We've obtained and evaluated a pre-print DeepSeek Technical Report....
DeepSeek-V3: Core Contributions and Characteristics
This report details DeepSeek-V3, a Mixture-of-Experts (MoE) language model with a total of 671 billion parameters, where 37 billion are activated for each token. The model's design prioritizes efficient inference and cost-effective training, incorporating specific architectural components and training strategies.
Architectural Innovations:
- Multi-head Latent Attention (MLA): DeepSeek-V3 utilizes MLA, which aims to reduce Key-Value (KV) cache during inference through a low-rank compression for attention keys and values. This technique involves compressing the latent vectors for queries, keys, and values, which can be cached during inference.
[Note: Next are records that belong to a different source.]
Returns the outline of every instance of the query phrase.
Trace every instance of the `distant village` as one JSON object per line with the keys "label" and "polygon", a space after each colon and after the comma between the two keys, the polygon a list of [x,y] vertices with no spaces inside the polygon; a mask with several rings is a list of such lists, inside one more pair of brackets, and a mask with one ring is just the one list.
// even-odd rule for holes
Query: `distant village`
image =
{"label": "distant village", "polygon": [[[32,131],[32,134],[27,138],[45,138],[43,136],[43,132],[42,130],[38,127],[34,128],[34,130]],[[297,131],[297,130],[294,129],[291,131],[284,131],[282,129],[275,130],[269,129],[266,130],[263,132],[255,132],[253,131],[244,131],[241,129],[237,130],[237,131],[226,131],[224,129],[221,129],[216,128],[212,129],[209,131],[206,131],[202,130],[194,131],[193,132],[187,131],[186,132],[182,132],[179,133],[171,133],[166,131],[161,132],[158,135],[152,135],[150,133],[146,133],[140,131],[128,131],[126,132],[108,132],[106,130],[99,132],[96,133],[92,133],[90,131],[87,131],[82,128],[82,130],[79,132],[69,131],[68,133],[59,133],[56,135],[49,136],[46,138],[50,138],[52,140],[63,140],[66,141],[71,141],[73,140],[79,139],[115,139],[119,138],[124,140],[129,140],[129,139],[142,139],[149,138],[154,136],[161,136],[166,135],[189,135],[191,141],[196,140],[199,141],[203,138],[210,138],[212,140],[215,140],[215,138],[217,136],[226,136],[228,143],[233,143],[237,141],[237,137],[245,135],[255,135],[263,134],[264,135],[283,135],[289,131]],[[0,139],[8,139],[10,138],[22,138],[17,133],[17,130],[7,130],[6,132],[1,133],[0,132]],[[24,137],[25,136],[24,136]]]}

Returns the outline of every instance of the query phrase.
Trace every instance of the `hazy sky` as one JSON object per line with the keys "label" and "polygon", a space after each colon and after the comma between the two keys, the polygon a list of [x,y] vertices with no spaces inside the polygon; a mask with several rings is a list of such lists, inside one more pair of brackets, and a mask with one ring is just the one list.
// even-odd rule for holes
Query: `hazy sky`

The caching significantly reduces the memory footprint while maintaining performance.
- DeepSeekMoE with Auxiliary-Loss-Free Load Balancing: The model employs the DeepSeekMoE architecture, using finer-grained experts and isolating some as shared. It introduces an auxiliary-loss-free load balancing strategy to minimize performance degradation caused by imbalanced expert load, which occurs with MoE training. This strategy avoids using conventional auxiliary losses and instead employs a dynamic bias term added to affinity scores to distribute the load. There is also a sequence-wise auxiliary loss to prevent imabalance within a single sequence.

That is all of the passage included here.